L’esegesi di ciò è nota a tutti da vari mesi: guerra ucraina e nuove forti tensioni internazionali hanno fatto schizzare i prezzi dell’energia e provocato una spirale inflazionistica che dall’energia stessa si riverbera su tutto il sistema produttivo, specie per uno improntato sull’industria trasformativa e sulle esportazioni come quello del Bel Paese.
In ogni caso il PIL 2022 non ne sembra ancora coinvolto, anzi a dispetto del +3.1% calcolato in aprile, il nuovo NADEF appena sottoscritto sposta l’asticella della crescita ad un +3.3%. Ciò sarebbe dovuto ad un primo semestre di crescita inaspettata, da bilanciare con il rallentamento della seconda metà dell’anno.
Altro valore battuto in positivo è quello dell’indebitamento netto tendenziale, passato dal 7.2% al 5.1% (contro una stima che lo poneva al 5.6%): qui è soprattutto la moderazione nella spesa pubblica e l’andamento positivo delle entrate finanziarie ad aver favorito la discesa del parametro.
Altro aspetto affrontato dalla Nota redatta dal Presidente Draghi e dal ministro dell’Economia Franco è il famigerato rapporto debito/PIL, nota storicamente dolente per la finanza della Penisola.
Come per gli altri valori finora esposti, anche in questo frangente si ha un balzo positivo, in quanto il quoziente passa dal 150.3% al 145.4% e, stante così le cose, potrebbe raggiungere il 139.3% entro il 2025.
I veri problemi, o in ogni caso valori non così ottimi, potrebbero aversi dal prossimo anno, il 2023. Il prolungarsi, se non proprio l’acuirsi, delle dinamiche belliche, inflattive, energetiche e protezionistiche saranno causa di un indebolimento tanto del commercio globale quanto dell’economia dell’Eurozona.

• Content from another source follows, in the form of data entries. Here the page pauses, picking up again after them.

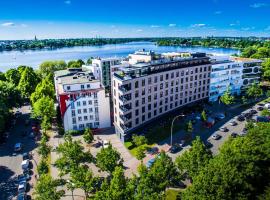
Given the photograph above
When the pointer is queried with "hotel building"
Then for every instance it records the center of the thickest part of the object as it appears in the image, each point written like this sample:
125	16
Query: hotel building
82	100
143	92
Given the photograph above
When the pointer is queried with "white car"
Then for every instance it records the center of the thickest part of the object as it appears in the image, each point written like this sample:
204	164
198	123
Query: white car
105	143
216	136
18	147
25	164
22	187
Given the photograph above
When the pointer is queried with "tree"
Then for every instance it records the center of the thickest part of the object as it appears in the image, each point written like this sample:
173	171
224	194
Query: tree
254	91
88	135
43	148
204	116
140	152
139	140
44	108
265	113
189	127
227	98
239	171
193	160
82	177
43	167
13	76
266	69
44	89
71	155
10	95
28	82
108	159
46	189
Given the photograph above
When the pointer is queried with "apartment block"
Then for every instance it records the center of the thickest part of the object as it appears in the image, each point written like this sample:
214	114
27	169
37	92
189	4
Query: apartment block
143	92
82	100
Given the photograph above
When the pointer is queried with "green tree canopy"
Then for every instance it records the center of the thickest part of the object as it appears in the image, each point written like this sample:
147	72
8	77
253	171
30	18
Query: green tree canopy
46	189
194	159
108	159
44	89
28	82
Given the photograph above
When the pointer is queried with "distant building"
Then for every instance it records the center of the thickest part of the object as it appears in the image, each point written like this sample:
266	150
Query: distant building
144	91
82	100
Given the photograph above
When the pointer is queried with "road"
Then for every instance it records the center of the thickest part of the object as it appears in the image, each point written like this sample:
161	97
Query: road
10	163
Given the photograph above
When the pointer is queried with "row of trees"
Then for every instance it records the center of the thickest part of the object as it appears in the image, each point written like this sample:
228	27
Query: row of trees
239	171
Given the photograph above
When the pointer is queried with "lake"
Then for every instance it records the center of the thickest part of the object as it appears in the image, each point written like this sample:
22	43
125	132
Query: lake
10	59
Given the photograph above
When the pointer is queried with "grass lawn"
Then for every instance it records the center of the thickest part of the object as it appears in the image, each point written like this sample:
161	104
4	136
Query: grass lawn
155	135
171	194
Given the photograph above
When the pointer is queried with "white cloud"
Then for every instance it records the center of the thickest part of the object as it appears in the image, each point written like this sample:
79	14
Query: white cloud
218	12
258	5
6	24
68	2
198	25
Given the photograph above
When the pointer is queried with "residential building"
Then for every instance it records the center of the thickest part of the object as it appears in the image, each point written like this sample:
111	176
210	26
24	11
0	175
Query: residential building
82	100
143	92
225	74
102	69
234	73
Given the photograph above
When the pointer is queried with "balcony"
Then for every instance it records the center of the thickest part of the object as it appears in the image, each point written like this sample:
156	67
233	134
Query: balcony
124	88
125	98
125	118
125	108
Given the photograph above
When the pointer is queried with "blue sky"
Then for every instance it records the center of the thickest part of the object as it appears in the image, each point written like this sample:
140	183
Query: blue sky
23	19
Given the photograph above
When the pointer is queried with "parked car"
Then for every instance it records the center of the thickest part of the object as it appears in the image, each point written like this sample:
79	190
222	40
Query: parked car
234	134
216	136
22	187
21	178
18	147
175	148
220	116
233	123
25	164
224	129
241	118
105	144
260	108
22	196
150	162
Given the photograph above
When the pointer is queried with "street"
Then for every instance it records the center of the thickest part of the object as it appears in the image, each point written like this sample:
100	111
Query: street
10	162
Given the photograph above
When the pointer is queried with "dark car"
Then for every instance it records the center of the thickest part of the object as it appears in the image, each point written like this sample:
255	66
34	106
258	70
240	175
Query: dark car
175	148
260	108
241	118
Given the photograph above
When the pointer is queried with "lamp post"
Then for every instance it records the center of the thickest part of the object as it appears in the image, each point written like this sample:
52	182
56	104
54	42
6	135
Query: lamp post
172	124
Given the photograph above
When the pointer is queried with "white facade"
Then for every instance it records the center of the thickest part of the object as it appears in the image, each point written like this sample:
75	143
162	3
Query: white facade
82	101
224	75
140	99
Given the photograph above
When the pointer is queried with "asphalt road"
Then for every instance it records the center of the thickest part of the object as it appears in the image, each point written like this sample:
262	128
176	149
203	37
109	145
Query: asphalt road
10	163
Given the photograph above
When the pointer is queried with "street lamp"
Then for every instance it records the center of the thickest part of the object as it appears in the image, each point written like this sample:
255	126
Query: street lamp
172	124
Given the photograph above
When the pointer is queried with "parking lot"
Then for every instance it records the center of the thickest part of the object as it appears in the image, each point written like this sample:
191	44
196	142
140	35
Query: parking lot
10	162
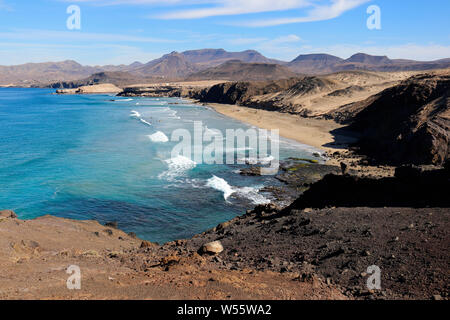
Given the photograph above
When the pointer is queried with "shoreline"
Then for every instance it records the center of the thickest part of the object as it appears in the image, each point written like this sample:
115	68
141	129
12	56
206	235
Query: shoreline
308	131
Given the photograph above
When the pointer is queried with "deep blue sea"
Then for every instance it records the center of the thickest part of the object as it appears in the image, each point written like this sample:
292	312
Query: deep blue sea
106	158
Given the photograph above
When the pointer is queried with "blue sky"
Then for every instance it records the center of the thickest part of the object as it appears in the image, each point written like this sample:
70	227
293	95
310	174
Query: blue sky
124	31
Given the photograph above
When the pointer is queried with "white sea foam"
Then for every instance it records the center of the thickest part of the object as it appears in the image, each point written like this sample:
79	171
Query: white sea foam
135	114
252	160
177	166
145	121
220	185
158	137
250	193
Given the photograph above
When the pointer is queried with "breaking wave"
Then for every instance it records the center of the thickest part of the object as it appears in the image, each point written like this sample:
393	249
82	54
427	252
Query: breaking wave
250	193
158	137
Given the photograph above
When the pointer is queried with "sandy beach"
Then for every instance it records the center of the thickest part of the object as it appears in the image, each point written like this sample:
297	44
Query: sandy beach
313	132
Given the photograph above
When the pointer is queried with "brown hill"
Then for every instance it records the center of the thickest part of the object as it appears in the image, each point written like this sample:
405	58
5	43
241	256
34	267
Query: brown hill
32	73
170	66
236	70
213	57
118	78
314	63
408	123
323	63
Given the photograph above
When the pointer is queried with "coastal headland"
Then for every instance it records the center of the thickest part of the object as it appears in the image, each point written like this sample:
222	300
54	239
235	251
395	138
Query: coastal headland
364	207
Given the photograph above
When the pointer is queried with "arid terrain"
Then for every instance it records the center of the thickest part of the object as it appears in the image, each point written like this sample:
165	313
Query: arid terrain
380	199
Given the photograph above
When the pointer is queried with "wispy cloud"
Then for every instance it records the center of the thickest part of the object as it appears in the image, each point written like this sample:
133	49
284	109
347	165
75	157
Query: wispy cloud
67	36
314	10
87	54
237	7
319	13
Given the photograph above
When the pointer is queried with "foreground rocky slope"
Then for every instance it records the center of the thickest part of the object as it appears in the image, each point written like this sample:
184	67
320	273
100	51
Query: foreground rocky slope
408	123
35	254
269	253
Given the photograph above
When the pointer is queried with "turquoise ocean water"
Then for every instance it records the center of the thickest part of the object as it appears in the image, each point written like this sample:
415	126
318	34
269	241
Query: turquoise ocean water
106	158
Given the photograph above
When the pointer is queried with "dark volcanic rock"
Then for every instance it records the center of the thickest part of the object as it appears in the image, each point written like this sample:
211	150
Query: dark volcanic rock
411	187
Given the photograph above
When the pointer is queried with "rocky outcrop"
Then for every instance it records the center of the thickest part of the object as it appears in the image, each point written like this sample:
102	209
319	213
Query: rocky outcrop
410	187
408	123
99	88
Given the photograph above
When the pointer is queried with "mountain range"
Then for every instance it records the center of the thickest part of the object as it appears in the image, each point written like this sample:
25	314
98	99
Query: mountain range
207	64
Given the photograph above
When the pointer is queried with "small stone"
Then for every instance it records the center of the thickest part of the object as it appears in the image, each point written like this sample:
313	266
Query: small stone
214	247
8	214
112	224
223	226
147	244
344	168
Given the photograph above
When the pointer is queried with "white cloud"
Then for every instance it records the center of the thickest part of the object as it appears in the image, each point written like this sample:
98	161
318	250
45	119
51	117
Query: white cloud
316	10
30	34
88	54
236	7
319	13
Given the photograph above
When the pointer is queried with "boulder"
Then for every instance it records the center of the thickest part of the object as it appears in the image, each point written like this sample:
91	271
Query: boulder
8	214
147	244
214	247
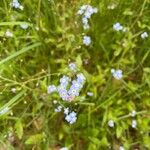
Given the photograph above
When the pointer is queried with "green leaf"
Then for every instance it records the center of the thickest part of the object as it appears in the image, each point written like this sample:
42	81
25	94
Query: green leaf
35	139
79	61
19	129
23	50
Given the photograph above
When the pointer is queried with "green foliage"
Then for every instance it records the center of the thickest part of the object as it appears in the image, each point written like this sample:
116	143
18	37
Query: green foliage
38	56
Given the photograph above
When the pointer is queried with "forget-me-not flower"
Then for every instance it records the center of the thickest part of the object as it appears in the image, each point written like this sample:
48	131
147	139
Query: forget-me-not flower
71	117
111	123
87	40
118	27
134	123
117	74
144	35
51	88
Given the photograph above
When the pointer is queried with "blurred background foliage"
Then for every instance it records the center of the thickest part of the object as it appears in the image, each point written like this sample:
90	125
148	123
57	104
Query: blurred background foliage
38	56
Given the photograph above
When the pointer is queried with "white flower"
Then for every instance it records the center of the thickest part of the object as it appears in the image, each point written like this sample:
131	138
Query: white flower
144	35
66	111
90	94
64	148
87	40
86	11
111	123
133	113
58	109
24	26
13	90
134	123
16	4
71	118
80	77
9	34
54	102
72	66
3	111
117	74
51	88
121	148
117	26
111	6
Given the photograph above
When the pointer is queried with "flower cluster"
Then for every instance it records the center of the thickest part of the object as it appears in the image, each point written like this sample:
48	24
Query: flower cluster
70	116
118	27
73	67
62	88
117	74
86	11
16	4
24	26
58	109
144	35
86	40
121	148
51	88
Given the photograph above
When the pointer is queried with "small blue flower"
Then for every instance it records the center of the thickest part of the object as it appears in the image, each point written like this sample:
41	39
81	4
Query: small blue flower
73	91
24	26
144	35
66	111
16	4
117	74
64	81
117	26
51	88
80	78
111	123
58	109
87	40
71	118
77	84
72	67
134	123
86	11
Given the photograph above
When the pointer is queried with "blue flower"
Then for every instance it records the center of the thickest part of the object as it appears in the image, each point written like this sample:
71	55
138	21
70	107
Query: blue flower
117	26
87	40
51	88
144	35
72	67
117	74
86	11
73	91
64	81
71	118
80	78
58	109
16	4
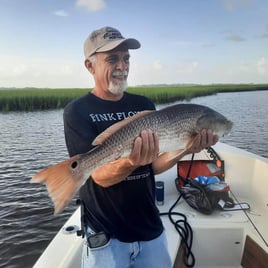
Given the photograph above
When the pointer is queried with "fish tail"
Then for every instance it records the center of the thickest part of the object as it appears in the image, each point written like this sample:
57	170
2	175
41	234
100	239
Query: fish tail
61	182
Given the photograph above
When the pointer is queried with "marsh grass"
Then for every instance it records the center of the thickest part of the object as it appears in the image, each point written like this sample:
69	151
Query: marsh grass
32	99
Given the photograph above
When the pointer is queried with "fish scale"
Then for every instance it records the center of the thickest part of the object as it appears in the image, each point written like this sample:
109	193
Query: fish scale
175	125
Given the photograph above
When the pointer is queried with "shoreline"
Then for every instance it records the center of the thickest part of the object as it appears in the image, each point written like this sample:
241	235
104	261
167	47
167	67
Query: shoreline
37	99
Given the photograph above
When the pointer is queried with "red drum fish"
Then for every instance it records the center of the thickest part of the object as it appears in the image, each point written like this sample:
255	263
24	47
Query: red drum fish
176	126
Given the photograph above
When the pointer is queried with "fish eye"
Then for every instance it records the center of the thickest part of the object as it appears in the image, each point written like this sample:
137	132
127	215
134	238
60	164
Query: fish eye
74	164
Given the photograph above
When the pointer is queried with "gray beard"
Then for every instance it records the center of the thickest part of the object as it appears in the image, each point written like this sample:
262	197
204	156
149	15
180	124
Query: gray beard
117	89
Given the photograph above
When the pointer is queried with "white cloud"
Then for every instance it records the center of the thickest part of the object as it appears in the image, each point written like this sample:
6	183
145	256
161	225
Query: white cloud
91	5
60	13
157	65
41	72
235	38
231	5
262	66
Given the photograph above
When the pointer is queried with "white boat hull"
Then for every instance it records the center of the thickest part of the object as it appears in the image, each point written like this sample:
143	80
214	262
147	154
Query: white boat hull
219	238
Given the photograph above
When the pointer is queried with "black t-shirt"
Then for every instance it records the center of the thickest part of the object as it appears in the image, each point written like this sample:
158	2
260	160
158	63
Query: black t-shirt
127	209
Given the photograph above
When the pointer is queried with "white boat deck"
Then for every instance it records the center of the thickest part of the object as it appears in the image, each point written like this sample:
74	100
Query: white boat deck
219	238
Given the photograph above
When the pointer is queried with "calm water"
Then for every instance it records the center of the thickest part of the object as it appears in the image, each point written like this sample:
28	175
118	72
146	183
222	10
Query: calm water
32	141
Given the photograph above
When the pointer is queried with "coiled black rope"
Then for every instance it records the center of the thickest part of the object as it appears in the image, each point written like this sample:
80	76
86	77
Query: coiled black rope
185	231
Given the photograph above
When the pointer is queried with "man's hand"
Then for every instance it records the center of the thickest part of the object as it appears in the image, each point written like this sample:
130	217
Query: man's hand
203	140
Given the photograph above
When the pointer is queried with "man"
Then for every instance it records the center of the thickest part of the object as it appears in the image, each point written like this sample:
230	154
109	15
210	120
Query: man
123	227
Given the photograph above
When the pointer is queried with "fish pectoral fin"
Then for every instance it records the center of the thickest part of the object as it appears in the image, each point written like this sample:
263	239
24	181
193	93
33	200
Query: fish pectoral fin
61	183
115	127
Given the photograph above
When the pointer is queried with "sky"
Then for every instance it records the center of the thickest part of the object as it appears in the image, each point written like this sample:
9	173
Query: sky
182	41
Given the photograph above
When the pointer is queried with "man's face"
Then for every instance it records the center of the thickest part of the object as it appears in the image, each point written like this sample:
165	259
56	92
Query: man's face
111	70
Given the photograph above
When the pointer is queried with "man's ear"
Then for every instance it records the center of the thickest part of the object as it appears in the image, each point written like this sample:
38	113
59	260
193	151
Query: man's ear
89	66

Per l’Italia dunque si prevede per il prossimo anno una crescita dello 0.6%, contro una stima precedente del +2.4%; mentre il deficit tendenziale è quotato al 3.4%, comunque inferiore all’obiettivo programmatico del 3.9%.
Di conseguenza il governo pronostica un rallentamento dell’economia italiana, tuttavia senza effetti catastrofici, anzi dovrebbe essere scongiurato il rischio recessione.